How-to guides

Delete or archive a task

Two actions take a task off your list, and they apply to tasks in different states: Delete removes a pending task you never ran, and Archive hides a cancelled task while keeping its record. Both are different from cancelling a run, which stops work in progress — see Cancel a running task for that.

Each task carries whichever action fits its state, on its row in the task list and on its detail page.

Delete a pending task

Delete is available only on a Pending task — one that has never run, so there’s no run history or cost to keep. It’s the red Delete action; selecting it opens a Delete Task confirmation before anything happens.
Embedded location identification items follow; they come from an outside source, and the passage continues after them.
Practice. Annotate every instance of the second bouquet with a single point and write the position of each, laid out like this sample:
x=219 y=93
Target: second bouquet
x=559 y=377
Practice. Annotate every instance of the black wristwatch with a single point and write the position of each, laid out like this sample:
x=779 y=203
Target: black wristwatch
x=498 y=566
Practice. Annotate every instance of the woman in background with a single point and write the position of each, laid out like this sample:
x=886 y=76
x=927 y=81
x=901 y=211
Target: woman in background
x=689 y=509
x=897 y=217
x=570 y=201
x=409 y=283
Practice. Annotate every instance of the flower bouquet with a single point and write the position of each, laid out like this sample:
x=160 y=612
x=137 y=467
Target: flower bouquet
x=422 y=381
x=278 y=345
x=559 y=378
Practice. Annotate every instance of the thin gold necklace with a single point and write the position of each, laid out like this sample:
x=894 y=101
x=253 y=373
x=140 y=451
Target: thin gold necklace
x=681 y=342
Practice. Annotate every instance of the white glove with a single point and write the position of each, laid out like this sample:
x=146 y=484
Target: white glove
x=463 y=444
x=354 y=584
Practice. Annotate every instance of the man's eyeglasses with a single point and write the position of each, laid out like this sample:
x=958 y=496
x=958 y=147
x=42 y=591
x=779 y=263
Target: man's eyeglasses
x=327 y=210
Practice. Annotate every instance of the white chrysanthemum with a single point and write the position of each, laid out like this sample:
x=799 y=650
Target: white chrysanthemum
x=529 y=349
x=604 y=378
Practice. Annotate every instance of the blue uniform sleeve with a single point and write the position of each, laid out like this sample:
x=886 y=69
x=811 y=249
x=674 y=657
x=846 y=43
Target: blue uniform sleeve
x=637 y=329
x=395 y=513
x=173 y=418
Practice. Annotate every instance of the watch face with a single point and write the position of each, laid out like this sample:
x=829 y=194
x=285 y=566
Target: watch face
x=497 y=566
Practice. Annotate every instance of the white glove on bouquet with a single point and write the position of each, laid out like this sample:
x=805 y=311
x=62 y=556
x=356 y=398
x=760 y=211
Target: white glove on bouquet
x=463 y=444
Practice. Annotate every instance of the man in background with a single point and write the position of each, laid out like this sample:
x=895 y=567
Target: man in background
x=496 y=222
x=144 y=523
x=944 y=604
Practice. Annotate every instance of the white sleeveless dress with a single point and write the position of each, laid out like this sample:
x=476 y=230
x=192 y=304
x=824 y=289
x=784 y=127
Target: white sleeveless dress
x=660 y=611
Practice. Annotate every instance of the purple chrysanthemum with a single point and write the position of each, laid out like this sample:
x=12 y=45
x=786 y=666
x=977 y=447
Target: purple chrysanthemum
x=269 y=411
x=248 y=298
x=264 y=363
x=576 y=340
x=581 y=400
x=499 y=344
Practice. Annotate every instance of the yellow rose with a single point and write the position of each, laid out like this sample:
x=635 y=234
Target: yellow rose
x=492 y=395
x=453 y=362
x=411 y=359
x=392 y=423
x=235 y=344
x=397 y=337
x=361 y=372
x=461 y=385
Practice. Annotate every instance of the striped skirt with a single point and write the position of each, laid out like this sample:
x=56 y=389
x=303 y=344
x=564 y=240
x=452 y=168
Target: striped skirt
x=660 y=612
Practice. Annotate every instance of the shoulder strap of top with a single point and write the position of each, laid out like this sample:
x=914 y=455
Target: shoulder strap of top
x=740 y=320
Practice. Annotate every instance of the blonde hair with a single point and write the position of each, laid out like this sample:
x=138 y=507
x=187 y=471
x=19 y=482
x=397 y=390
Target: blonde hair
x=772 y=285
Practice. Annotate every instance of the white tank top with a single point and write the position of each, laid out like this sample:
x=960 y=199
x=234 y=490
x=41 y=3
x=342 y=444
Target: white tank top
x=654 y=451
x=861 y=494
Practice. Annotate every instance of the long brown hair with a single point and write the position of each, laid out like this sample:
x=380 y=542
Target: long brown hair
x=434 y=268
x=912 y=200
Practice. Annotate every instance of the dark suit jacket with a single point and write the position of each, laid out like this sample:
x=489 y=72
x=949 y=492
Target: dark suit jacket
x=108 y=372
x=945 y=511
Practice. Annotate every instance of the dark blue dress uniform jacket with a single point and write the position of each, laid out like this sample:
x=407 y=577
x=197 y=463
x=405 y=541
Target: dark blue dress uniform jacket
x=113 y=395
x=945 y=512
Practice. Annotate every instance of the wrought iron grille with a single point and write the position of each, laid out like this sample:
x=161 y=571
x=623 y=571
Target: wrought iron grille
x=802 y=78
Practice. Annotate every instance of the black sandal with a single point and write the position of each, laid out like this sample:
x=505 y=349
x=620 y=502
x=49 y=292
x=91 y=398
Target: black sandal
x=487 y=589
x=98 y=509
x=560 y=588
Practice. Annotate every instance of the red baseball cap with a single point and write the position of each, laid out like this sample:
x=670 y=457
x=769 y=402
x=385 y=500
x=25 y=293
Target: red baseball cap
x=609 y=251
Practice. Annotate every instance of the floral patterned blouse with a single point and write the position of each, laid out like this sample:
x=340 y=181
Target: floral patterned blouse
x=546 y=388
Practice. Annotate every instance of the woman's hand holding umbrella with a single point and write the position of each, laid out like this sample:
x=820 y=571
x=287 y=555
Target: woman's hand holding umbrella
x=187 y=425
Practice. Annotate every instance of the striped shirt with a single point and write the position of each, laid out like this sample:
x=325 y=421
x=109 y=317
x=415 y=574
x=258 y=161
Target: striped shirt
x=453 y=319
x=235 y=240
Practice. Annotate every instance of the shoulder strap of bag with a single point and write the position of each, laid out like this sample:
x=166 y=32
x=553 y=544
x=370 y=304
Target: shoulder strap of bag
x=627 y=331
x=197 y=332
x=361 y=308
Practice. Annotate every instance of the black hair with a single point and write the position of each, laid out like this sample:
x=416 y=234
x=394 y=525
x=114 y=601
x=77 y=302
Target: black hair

Whether a deleted task can come back depends on where it came from:

  • From a labelled issue (GitHub or Jira) — deleting removes the task, but if the source issue still carries the dijji label, re-applying the label re-creates it. See Where tasks come from.
  • From a request breakdown — the task can’t be recovered. There’s no issue label behind it to re-create it, so deletion is final.

The confirmation dialog spells out which case applies before you confirm.

Archive a cancelled task

Archive is available only on a Cancelled task. Unlike delete, it takes effect immediately — there’s no confirmation step — and it doesn’t destroy anything: it hides the task from the list but keeps its run history and cost.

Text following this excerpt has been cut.